Smith ne précipita rien. Il mesurait l'étendue de sa victoire. Très discret, il laissa au garçon le temps de se remettre avant de poser la main sur son épaule.

— Non, rugit Yannick en se dégageant. Laissez-moi ! Je suis odieux ! Laissez-moi crever comme un rat que je suis !

— Vous souffrez...

— Pas autant qu'Emmanuel ! Je n'ai aucune excuse ! Aucune !

— Si. Celle-là !

— Et qui va croire cela ? Emmanuel, peut-être ?

Le ton était redevenu grinçant. Cette fois, c'était un chagrin presque désespéré qui le rendait si pénible à entendre. Smith accentua sa pression affectueuse.

— Avez-vous déjà vu votre frère insensible, indifférent ou aveugle à la souffrance des autres ? Qui, sinon lui, aurait vu dans votre comportement l'aveu de votre solitude, de votre faiblesse devant des événements que vous ne maîtrisiez pas ?

Il parlait d'une voix très basse mais pénétrée. Yannick releva timidement la tête.

— Vous dites cela de vous-même ou c'est mon frère qui l'a suggéré ?

— C'est Emmanuel qui l'a pressenti. Je crois qu'il a raison.

— Comme il doit me haïr, maintenant !

— Vous haïr ? Il souffre, cela oui. Parce qu'il vous sent si malheureux !

Yannick hoqueta. Prenant une soudaine inspiration, il saisit Smith par les deux bras et le secoua sans ménagement, d'un air presque égaré.

— Moi, ce n'est rien ! C'est lui ! C'est lui ! Je lui ai fait tant de mal ! Je ne pourrai plus jamais le regarder en face !

— Il est tout à fait capable de comprendre que vous soyez très jaloux de lui !

— Oui, il peut le comprendre ! Il est tellement compréhensif ! Mais... je l'ai empoisonné ! Je lui ai dit des choses terribles ! Il ne s'en relèvera pas ! Il vous a raconté ?...

— Il m'a seulement dit que vous l'aviez accusé d'être responsable du naufrage...

Le visage de Yannick se tordit d'horreur.

— Ce n'est rien ! Ce n'est qu'une piqûre de moustique ! Le reste, c'est tellement pire ! C'est la morsure d'un cobra royal !

— N'exagérez pas !

— Je n'exagère pas, Smith ! Je lui ai injecté un venin qui va le tuer à petit feu ! Il ne peut s'en sortir seul. Sauf s'il parle ! S'il vous parle !

— A moi ?

— Oui, à vous ! A vous seul !

— Mais pourquoi à moi ? C'est son secret, pas le mien !

— Smith, s'écria Yannick d'une voix implorante, c'est vous qui avez prouvé que vous étiez son ami ! Vous l'avez sauvé physiquement ! Maintenant, vous devez l'aider à purifier son esprit du venin avec lequel j'ai tenté de l'empoisonner. Vous seul le pouvez ! Ne posez pas de questions. Vous aurez toutes les réponses quand Emmanuel vous aura parlé.
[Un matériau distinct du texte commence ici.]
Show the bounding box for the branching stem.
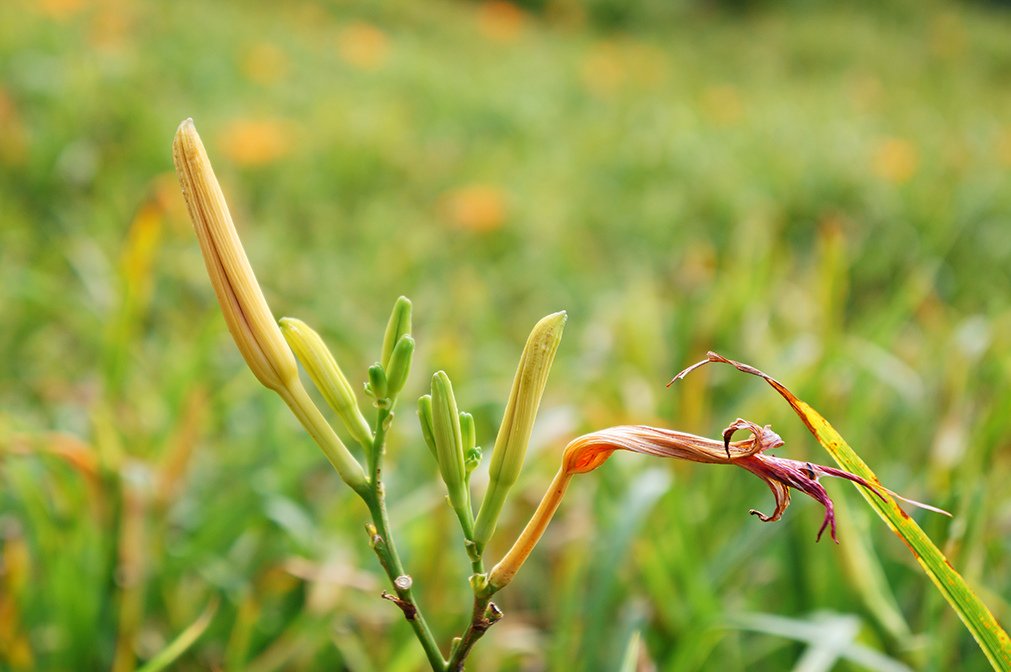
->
[364,406,446,672]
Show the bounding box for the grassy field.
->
[0,0,1011,672]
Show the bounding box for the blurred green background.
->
[0,0,1011,672]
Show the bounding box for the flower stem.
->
[362,406,446,672]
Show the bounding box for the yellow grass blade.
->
[678,353,1011,671]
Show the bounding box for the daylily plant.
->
[173,120,1011,672]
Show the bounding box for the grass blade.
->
[136,598,217,672]
[683,353,1011,672]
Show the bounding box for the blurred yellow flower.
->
[477,0,526,42]
[444,184,508,232]
[870,137,920,184]
[337,21,389,70]
[219,119,292,166]
[36,0,84,21]
[699,84,744,126]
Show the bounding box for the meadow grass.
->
[0,0,1011,672]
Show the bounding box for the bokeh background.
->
[0,0,1011,672]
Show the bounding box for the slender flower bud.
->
[172,119,298,391]
[380,296,411,372]
[474,310,566,551]
[386,334,415,398]
[460,412,481,479]
[432,371,474,539]
[418,394,439,462]
[366,362,388,402]
[281,317,373,448]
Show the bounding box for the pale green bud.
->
[281,317,372,447]
[418,394,439,462]
[365,362,388,402]
[474,310,566,551]
[386,334,415,399]
[379,296,411,373]
[432,371,473,539]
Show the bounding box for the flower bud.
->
[281,317,373,447]
[418,394,439,462]
[172,119,298,391]
[386,334,415,399]
[379,296,411,372]
[365,362,388,402]
[474,310,566,551]
[432,371,473,539]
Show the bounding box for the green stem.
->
[363,406,446,672]
[446,587,502,672]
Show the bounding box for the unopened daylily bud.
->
[432,371,473,539]
[474,310,566,551]
[460,412,477,455]
[366,362,388,401]
[460,412,481,479]
[172,119,298,391]
[380,296,411,372]
[386,334,415,398]
[281,317,372,447]
[418,394,439,462]
[172,119,368,494]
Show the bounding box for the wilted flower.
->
[488,418,946,590]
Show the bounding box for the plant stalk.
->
[362,406,446,672]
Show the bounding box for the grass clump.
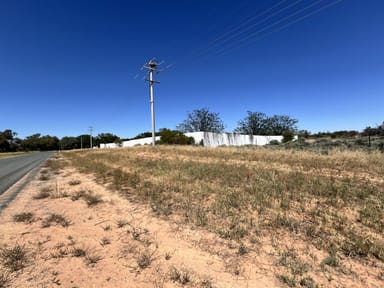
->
[83,193,103,207]
[13,212,34,223]
[0,270,11,288]
[169,267,191,286]
[71,247,87,257]
[42,213,72,228]
[0,244,28,272]
[33,187,53,200]
[136,249,156,269]
[68,180,81,186]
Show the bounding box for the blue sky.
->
[0,0,384,138]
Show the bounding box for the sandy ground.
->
[0,160,283,288]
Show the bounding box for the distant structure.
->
[141,58,161,146]
[100,132,297,148]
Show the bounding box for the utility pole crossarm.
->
[141,58,162,146]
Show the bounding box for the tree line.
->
[0,129,122,152]
[0,108,384,152]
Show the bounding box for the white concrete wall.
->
[185,132,283,147]
[100,143,120,149]
[123,136,160,147]
[100,132,297,148]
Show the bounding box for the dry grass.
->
[0,245,28,272]
[63,146,384,287]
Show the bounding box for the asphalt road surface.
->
[0,152,55,200]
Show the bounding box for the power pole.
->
[88,126,93,149]
[143,59,161,146]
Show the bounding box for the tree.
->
[266,115,298,135]
[234,111,267,135]
[60,136,81,150]
[176,108,224,133]
[234,111,298,135]
[158,128,195,145]
[21,133,59,151]
[0,129,17,152]
[95,133,120,145]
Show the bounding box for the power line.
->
[207,0,304,50]
[88,126,93,149]
[210,0,290,44]
[220,0,343,56]
[216,0,342,54]
[141,58,163,146]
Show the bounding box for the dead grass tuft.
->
[13,212,34,223]
[42,213,72,228]
[0,244,28,272]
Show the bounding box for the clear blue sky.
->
[0,0,384,138]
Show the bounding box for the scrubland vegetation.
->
[63,146,384,287]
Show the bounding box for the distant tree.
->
[128,132,160,140]
[266,115,298,135]
[234,111,298,135]
[158,128,195,145]
[282,130,295,143]
[234,111,267,135]
[76,134,91,148]
[95,133,120,146]
[176,108,224,133]
[60,136,81,150]
[21,133,60,151]
[0,129,18,152]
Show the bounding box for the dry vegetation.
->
[66,147,384,287]
[0,146,384,287]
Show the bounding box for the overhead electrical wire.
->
[197,0,343,58]
[216,0,343,56]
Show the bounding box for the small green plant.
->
[136,249,155,269]
[39,174,49,181]
[42,213,72,228]
[102,224,112,231]
[68,180,81,186]
[169,267,191,286]
[237,242,248,255]
[33,187,53,199]
[277,274,296,287]
[71,190,86,201]
[300,277,319,288]
[13,212,34,223]
[84,252,103,265]
[83,193,103,207]
[100,237,111,247]
[116,219,129,228]
[0,270,11,288]
[279,250,309,275]
[71,247,87,257]
[323,249,340,267]
[0,244,28,272]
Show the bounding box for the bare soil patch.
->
[0,147,384,287]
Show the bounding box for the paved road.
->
[0,152,54,195]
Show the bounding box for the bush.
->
[268,140,280,145]
[158,129,195,145]
[283,130,295,143]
Et vous comprendrez alors pourquoi il ne pourra jamais me pardonner. Pourquoi il est impossible que je le regarde en face ! Mais je vous mets en garde : mon frère est une forteresse de silence. Et c'est pourtant ce silence qu'il vous faudra percer. Il vous faudra beaucoup de patience et de persévérance. Puis-je compter sur vous ?

Le jeune homme hocha lentement la tête. Il ne se méprenait pas sur la mission que lui confiait Yannick. Elle était extrêmement délicate. Saurait-il la mener à bien ?

— Laissez-moi, maintenant ! Votre place n'est pas ici. Elle est auprès de lui, comme elle l'a été dès le début. Bonne chance ! Et,... euh... merci d'être venu...

Malgré son émotion, Yannick le repoussa, refusant de céder à son attendrissement et à son propre besoin d'aide. Smith n'insista pas. Il avait déjà progressé au-delà de ses plus folles espérances. Le jeune Le Quellec avait parlé, avait avoué les sentiments qu'il éprouvait et dont il avait désormais honte. C'était Emmanuel qui avait raison : l'adolescent, terrifié à la pensée de ne pas être à la hauteur des circonstances dramatiques de l'arrivée sur l'île, avait basculé dans la haine. Plutôt que d'admettre son incapacité à sauver son frère, il préférait l'accuser des pires maux et prétendre souhaiter sa mort.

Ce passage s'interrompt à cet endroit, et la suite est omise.